The Long Game
As cities break into revolt and the President threatens martial law, I feel the need to clarify where I stand. To put it bluntly, I believe the police are and have always been an institution designed to threaten and control rather than serve and protect, and the murder of George Floyd (and the subsequent murders of multiple protestors by police in the following days) only illustrates this. Outcries against the destruction of property, whether blamed on black protestors, white outside agitators, agents provocateurs, or white supremacists, are an admission that to so-called moderates will always defend the right of capital to withhold and exploit human needs, i.e. defend private property, before it defends the right of human beings to live as they choose, or live at all.
It’s no coincidence that the President chose his most recent photo op, concurrent with his threat to invoke the Insurrection Act, in front of a church. The church, to their credit, responded defiantly that Mr. Trump used the photo op to spread a message “contrary to Christianity.” This is worth unpacking. Did Trump blaspheme Christianity, or has Christianity blasphemed itself by repeatedly buttressing imperial projects wherever they hope to bloom, by refusing even in its liberal iterations to stand genuinely against injustice?
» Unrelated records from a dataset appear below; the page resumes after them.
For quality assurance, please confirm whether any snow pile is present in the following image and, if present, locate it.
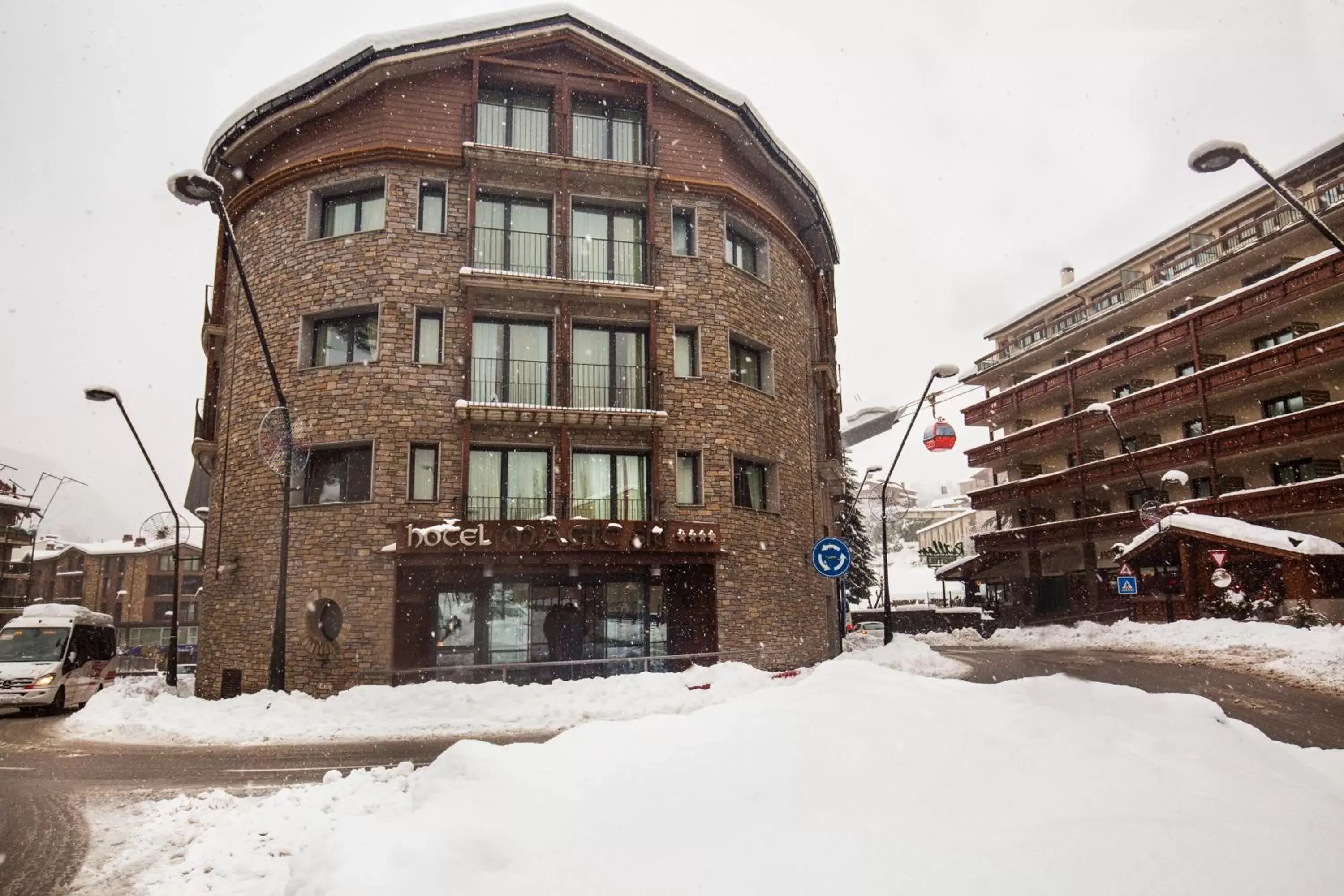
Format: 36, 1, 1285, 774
81, 662, 1344, 896
917, 619, 1344, 692
59, 662, 789, 744
836, 634, 978, 678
When such a church states that they stand with protestors, what does it mean exactly when the church as a body refuses to interrogate standard liberal assumptions about the ultimate goodness of American empire?
I would like to believe that this recent wave of protests will mark a turning point in this worldwide nightmare, that somehow this will cause the government to make some sort of concession to the humane principles it supposedly operates under. When I try to think how this might happen, I only remember the crushing of countless protest waves before this, and feel sick.
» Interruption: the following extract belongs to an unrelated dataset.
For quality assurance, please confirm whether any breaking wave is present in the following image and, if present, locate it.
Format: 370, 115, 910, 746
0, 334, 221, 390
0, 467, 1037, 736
I originally drafted this post wanting to put forward the potential utility of a religious order of the kind I’d previously described in a situation like this. Ultimately, I can’t “wouldn’t it be nice?” this situation without going further back than I’d like. Wouldn’t it be nice if so many people hadn’t been murdered by police? Wouldn’t it be nice if America weren’t founded on slavery and genocide? But, ultimately, I can’t do anything but suggest that maybe, in the stomach turning but extremely likely event we find ourselves in this position again, a network of solidarity based on solid organizational principles, genuine religious belief, and a desire to overturn this world for the better might be worth something. Maybe, by creating institutional space where neither the law nor America holds the illusion of ultimate authority, we can create a kind of courage and knowledge difficult to sustain otherwise.